En una decisión que refleja la influencia política del actual mandatario en su estado de residencia, el Senado de Florida dio luz verde para renombrar el Aeropuerto Internacional de Palm Beach como «Donald J. Trump».

La iniciativa, impulsada por la mayoría republicana en la Cámara Alta, contó con 25 votos a favor, argumentando que el presidente merece este reconocimiento por su gestión en seguridad fronteriza y acuerdos comerciales internacionales. Ahora, la medida queda a la espera de la firma definitiva del gobernador Ron DeSantis.

La propuesta ha generado un intenso debate político, especialmente por el costo estimado de 5,5 millones de dólares en fondos públicos que implicaría el cambio de imagen y señalética.

Mientras los defensores de la ley consideran que es un tributo justo al primer residente de Florida en llegar a la Casa Blanca, la oposición demócrata cuestiona el uso de recursos estatales para este fin. Este movimiento se suma a otros esfuerzos regionales por nombrar calles e instituciones locales con el nombre del líder republicano.

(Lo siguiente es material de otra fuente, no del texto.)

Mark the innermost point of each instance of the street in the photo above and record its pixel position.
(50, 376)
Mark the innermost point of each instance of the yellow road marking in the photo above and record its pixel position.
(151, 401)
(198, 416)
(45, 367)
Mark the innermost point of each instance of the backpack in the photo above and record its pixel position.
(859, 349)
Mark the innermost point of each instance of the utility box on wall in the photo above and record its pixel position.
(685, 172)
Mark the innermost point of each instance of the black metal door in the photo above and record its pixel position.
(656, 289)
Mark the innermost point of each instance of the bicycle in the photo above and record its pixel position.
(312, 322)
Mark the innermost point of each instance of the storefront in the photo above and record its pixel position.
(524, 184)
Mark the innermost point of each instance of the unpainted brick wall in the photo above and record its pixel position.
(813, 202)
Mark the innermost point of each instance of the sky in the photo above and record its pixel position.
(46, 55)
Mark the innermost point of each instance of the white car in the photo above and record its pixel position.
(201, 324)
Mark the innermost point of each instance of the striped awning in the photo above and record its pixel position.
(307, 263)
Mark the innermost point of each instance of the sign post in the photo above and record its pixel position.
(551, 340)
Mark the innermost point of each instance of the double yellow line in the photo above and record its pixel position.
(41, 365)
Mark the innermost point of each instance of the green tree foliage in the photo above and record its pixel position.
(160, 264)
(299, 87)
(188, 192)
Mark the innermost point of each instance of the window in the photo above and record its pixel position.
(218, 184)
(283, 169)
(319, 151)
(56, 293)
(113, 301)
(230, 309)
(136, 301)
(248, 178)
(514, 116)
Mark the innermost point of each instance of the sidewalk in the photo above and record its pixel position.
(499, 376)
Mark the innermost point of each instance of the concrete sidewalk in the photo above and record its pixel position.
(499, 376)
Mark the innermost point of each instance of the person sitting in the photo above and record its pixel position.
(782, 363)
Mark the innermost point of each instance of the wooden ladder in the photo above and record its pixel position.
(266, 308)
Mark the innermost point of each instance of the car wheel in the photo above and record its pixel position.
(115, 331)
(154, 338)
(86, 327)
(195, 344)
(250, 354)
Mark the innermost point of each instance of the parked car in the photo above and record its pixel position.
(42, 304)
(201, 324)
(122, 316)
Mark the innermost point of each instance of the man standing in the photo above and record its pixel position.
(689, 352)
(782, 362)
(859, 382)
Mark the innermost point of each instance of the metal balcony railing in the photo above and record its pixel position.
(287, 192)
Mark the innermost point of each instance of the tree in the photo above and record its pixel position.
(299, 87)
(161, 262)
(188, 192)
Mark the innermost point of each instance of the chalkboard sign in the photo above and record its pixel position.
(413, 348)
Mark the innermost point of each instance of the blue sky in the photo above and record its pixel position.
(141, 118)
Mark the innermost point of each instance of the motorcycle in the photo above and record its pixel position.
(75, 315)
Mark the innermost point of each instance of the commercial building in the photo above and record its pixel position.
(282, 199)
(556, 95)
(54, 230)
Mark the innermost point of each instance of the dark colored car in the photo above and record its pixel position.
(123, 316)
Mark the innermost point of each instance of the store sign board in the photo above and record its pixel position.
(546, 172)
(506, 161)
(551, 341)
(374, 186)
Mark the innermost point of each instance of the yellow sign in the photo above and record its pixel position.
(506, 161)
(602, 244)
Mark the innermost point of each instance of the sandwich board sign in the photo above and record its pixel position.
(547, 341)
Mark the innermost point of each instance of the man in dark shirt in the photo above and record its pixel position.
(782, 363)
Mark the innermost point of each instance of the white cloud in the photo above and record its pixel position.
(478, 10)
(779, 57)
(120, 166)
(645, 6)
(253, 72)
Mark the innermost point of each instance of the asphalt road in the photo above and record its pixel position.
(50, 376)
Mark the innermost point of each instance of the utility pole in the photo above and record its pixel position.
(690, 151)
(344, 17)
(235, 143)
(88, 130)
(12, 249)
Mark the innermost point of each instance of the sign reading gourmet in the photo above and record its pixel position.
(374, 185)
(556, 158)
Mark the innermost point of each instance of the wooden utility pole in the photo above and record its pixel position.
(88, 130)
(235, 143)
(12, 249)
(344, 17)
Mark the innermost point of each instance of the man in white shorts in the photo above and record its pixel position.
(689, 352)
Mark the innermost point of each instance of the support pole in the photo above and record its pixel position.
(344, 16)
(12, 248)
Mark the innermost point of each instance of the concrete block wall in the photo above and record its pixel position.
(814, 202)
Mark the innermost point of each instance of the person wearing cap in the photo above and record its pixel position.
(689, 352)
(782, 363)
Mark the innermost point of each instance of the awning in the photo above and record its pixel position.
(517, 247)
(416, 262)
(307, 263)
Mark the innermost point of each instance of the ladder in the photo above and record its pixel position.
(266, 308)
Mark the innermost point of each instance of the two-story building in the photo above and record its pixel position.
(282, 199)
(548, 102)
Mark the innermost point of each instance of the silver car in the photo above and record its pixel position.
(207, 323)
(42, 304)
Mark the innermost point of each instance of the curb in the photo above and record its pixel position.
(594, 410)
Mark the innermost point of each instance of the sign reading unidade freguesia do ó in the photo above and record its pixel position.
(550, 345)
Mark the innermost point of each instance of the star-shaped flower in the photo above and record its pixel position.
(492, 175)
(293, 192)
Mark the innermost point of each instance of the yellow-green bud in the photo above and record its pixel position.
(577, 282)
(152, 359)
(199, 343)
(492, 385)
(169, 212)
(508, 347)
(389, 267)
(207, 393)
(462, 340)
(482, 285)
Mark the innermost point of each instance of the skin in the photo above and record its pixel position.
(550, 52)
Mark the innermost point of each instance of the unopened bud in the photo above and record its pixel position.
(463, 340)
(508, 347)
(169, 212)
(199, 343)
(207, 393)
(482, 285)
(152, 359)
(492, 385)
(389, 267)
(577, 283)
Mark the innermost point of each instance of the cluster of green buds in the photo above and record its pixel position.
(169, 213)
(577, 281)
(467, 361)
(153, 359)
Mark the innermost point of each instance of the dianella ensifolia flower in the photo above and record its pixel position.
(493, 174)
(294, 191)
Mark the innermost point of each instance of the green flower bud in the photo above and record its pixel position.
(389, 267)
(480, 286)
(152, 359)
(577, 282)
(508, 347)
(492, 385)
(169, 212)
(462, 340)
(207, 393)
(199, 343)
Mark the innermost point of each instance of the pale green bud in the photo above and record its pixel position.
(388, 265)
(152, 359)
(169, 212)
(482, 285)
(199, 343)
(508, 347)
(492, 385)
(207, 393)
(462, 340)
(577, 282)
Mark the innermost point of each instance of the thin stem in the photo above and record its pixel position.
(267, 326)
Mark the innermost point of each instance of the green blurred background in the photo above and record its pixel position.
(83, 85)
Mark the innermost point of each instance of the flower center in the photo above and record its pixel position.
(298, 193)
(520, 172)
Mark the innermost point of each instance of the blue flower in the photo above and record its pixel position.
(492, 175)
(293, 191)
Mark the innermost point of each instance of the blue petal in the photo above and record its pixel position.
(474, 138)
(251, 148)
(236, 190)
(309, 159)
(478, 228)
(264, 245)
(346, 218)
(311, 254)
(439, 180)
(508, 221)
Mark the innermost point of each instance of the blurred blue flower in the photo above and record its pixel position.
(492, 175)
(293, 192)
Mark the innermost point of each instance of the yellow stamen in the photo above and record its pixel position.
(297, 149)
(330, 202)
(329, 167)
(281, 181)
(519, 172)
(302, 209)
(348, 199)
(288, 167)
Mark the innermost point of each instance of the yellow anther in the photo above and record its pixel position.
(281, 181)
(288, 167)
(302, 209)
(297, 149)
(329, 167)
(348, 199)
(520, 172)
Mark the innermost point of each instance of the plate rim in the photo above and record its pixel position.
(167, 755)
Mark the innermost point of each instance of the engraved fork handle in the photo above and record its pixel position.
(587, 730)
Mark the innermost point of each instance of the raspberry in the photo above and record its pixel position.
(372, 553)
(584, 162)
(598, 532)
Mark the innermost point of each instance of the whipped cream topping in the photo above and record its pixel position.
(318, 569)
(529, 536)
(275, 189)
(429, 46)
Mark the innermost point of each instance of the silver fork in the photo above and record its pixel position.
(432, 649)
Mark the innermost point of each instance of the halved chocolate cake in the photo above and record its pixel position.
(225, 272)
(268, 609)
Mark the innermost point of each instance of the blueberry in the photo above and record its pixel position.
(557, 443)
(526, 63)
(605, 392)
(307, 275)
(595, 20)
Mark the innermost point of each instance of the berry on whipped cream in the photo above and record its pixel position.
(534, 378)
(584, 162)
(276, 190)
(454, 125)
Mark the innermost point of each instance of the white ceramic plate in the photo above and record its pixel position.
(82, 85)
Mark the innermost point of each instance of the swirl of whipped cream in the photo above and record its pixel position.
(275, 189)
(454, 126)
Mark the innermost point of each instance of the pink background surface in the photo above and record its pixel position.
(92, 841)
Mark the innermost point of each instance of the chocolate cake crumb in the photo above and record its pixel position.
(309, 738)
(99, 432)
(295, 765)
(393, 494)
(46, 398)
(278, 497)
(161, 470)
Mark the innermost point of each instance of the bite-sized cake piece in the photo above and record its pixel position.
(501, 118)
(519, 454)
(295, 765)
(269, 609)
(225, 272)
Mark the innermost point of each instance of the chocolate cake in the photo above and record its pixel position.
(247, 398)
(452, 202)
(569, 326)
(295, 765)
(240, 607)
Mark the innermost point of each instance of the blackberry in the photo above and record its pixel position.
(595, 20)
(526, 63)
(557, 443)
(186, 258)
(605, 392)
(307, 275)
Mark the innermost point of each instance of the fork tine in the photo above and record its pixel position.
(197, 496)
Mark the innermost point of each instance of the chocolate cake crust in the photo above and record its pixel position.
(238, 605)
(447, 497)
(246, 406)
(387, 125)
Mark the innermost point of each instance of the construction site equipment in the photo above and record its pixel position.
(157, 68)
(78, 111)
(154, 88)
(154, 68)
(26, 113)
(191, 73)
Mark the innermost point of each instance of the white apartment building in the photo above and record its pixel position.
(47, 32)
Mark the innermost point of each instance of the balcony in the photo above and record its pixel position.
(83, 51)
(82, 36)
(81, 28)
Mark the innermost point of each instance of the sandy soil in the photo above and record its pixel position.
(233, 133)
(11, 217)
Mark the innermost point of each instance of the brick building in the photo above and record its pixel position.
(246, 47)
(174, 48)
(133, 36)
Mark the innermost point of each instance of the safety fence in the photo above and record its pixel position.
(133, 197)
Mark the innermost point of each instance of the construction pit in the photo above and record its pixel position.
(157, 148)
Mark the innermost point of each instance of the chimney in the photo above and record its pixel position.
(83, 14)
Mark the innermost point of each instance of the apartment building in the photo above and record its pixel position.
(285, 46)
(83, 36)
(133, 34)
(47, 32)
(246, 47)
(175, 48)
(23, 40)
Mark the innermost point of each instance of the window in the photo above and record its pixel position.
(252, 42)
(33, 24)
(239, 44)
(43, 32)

Este cambio simbólico ocurre en un momento de alta actividad legislativa en el estado. De concretarse la firma del gobernador, el aeródromo de Palm Beach se unirá a una lista creciente de espacios públicos en Florida, como los ya existentes en Hialeah y Lauderdale-by-the-Sea, que rinden homenaje a Trump.

La senadora Debbie Mayfield, principal promotora de la ley, reiteró que este acto consolida el vínculo histórico entre el mandatario y el estado que eligió como su hogar oficial.